Without careful findstr patterns, searching for 192.168.1.1 will also match 192.168.1.10, 192.168.1.100, and any other IP that starts with the same digits.

rem *** BAD: matches 192.168.1.1, 192.168.1.10, 192.168.1.100 ***
arp -a | findstr "192.168.1.1"

Correct Way: Use the /c: flag with spaces around the target to match only the exact IP.

rem *** GOOD: matches only 192.168.1.1 ***
arp -a | findstr /c:" 192.168.1.1 "

Wrong Way: Trying to Clear the Cache Without Admin Rights

rem *** BAD: fails without elevation ***
arp -d *

Correct Way: Always check for Administrator privileges before attempting to modify the ARP cache.

Problem: Empty ARP Cache

If the computer just started or the cache was recently cleared, there may be very few entries.

Solution: Ping the gateway or other known devices first to populate the cache, then view it.

ping -n 1 192.168.1.1 >nul 2>&1
arp -a

Best Practices and Rules

1. The arp Command Is Language-Independent

The arp command, its flags (-a, -d, -s), and the output column structure are identical across all Windows display languages. The column headers ("Internet Address", "Physical Address", "Type") may be translated, but the data format (IP addresses, MAC addresses, "dynamic"/"static" labels) remains consistent. You can safely parse the data columns regardless of Windows language.

2. Viewing vs. Modifying Requires Different Privileges

Reading the ARP cache with arp -a works for standard users. Clearing entries (arp -d) or adding static entries (arp -s) requires Administrator elevation.

3. Understand Multicast and Broadcast Entries

Entries in the 224.x.x.x through 239.x.x.x range are multicast addresses used for network discovery (printers, media streaming, mDNS). The entry 255.255.255.255 is the broadcast address.
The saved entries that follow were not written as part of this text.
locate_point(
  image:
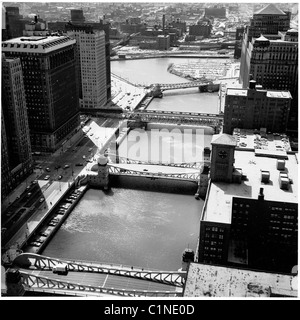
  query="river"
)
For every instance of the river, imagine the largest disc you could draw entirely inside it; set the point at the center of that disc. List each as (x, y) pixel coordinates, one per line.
(146, 226)
(149, 71)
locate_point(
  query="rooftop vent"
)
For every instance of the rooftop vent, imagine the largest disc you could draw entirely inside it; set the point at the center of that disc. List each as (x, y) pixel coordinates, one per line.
(265, 176)
(261, 194)
(284, 181)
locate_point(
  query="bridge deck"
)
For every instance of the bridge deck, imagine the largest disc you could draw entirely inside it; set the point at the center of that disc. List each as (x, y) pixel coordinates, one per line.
(103, 280)
(155, 169)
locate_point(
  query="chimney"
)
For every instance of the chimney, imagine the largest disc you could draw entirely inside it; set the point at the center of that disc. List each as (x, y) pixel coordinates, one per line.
(261, 194)
(252, 84)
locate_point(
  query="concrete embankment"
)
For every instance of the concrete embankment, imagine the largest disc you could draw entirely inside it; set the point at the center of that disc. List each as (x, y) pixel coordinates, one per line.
(154, 184)
(181, 55)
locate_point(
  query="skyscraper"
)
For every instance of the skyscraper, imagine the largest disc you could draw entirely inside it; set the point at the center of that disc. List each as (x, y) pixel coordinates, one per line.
(254, 222)
(79, 25)
(15, 148)
(270, 55)
(256, 108)
(91, 60)
(49, 70)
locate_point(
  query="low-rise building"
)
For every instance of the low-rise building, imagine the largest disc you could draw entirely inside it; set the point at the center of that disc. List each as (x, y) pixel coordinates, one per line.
(254, 108)
(250, 215)
(216, 281)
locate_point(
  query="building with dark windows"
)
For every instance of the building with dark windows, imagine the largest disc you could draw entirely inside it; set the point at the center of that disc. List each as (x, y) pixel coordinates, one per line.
(51, 89)
(270, 55)
(163, 42)
(16, 158)
(274, 65)
(91, 62)
(256, 108)
(78, 23)
(254, 223)
(216, 12)
(15, 23)
(268, 21)
(211, 281)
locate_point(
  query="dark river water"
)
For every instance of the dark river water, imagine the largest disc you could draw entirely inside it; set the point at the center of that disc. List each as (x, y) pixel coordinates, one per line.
(149, 227)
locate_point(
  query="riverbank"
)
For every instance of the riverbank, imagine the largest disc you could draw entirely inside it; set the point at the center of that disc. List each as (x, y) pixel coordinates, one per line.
(180, 55)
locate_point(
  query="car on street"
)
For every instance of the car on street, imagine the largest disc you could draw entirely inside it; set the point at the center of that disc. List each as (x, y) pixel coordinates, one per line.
(79, 164)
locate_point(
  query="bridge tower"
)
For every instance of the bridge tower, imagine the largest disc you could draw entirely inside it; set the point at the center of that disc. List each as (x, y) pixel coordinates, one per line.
(156, 91)
(14, 286)
(203, 179)
(103, 174)
(188, 256)
(222, 158)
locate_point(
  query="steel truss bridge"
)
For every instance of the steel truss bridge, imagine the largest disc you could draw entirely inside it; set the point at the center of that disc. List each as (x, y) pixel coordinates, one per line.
(183, 85)
(188, 118)
(33, 265)
(191, 176)
(114, 158)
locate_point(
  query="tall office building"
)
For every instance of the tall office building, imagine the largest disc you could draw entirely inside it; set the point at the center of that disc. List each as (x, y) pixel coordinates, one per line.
(92, 61)
(77, 25)
(270, 56)
(49, 71)
(254, 222)
(268, 21)
(15, 148)
(256, 108)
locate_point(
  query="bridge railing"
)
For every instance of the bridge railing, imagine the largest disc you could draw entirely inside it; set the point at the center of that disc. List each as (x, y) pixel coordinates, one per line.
(31, 281)
(35, 261)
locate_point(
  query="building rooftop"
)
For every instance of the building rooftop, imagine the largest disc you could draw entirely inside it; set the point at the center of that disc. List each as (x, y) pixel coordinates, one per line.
(269, 93)
(216, 281)
(37, 44)
(251, 163)
(270, 9)
(261, 140)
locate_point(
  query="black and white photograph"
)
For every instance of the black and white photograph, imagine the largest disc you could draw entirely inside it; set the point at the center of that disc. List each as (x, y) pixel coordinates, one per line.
(149, 151)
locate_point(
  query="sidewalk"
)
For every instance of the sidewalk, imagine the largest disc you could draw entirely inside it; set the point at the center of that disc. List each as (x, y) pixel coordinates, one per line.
(37, 172)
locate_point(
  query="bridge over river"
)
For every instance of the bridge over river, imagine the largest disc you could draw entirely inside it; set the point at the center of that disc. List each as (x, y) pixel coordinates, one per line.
(92, 278)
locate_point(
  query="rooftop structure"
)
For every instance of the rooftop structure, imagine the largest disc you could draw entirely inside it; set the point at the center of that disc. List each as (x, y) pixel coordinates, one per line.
(250, 213)
(255, 108)
(261, 140)
(216, 281)
(37, 44)
(51, 90)
(251, 164)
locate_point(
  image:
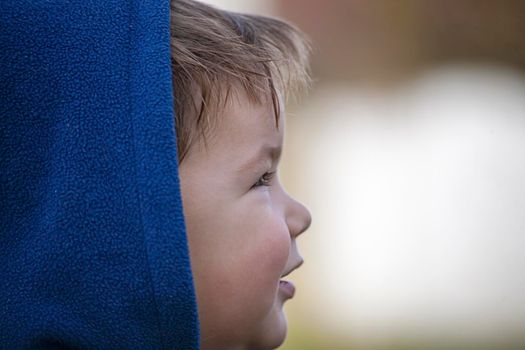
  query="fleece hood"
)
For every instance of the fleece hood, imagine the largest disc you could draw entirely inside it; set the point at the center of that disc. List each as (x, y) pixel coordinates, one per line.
(93, 250)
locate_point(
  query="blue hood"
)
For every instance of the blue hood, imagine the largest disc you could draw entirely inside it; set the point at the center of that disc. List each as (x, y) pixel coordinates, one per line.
(93, 250)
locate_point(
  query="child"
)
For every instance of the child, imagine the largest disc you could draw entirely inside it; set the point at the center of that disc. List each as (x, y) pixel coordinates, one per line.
(231, 76)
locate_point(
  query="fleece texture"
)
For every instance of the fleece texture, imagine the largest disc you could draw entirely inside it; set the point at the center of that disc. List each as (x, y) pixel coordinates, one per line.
(93, 249)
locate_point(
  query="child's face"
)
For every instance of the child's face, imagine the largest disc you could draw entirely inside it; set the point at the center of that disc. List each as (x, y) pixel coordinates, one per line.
(242, 227)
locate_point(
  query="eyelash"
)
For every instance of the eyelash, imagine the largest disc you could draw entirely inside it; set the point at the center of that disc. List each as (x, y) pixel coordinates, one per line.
(264, 180)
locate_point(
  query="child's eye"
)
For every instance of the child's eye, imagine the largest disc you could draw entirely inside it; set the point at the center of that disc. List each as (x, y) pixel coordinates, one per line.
(264, 180)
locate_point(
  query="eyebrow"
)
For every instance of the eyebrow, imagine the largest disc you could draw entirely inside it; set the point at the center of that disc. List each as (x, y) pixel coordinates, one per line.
(256, 161)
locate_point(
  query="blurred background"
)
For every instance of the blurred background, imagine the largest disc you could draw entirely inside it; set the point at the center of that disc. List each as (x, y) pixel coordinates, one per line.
(410, 153)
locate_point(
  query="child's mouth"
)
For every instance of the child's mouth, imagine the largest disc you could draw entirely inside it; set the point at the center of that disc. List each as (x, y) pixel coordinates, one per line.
(287, 288)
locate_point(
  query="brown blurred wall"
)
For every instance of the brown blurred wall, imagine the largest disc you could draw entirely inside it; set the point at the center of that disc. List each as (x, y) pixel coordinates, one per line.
(381, 40)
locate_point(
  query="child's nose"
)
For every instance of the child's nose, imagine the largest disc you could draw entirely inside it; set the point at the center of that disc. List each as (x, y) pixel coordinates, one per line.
(298, 218)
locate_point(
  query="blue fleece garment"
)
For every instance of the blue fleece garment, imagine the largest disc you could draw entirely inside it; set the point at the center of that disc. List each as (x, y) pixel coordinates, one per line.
(93, 250)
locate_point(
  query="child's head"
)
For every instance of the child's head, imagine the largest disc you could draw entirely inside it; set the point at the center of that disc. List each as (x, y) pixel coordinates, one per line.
(231, 76)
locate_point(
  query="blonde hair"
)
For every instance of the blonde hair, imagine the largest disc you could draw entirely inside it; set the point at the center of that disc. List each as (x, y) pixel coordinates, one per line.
(214, 51)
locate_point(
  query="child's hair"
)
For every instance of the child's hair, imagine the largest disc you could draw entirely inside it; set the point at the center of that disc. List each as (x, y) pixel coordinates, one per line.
(215, 51)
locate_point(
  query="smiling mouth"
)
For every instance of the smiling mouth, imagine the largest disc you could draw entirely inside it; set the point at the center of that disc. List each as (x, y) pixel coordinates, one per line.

These are normal system entries and should not be deleted.

4. Use OUI Lookup for Device Identification

The first three pairs of a MAC address (the OUI, Organizationally Unique Identifier) identify the manufacturer. For example, 00-15-5d is Microsoft (Hyper-V), 00-50-56 is VMware, and ac-de-48 is Apple. This can help identify unknown devices on your network.

5. Dynamic Entries Expire Automatically

Dynamic ARP entries are temporary. If a device stops communicating, its entry will be removed after the timeout period (typically 15–45 seconds). You do not need to manually clean up stale dynamic entries, they will disappear on their own.

6. Use setlocal / endlocal

Always wrap scripts in setlocal and endlocal to prevent variables from leaking into the parent environment.

Final Thoughts

Displaying the ARP cache in a Batch script is a simple yet powerful diagnostic technique. The arp -a command provides immediate visibility into the physical devices communicating with your machine on the local network, and since its flags and output format are language-independent, scripts work reliably on any Windows installation. By combining arp with findstr filtering, careful partial-match prevention, and administrative maintenance commands, you can build tools for IP conflict diagnosis, rogue device detection, network auditing, and ARP cache maintenance. The key is understanding that ARP only operates within your local subnet, it reveals the physical hardware identities of your immediate network neighbors, not the broader internet.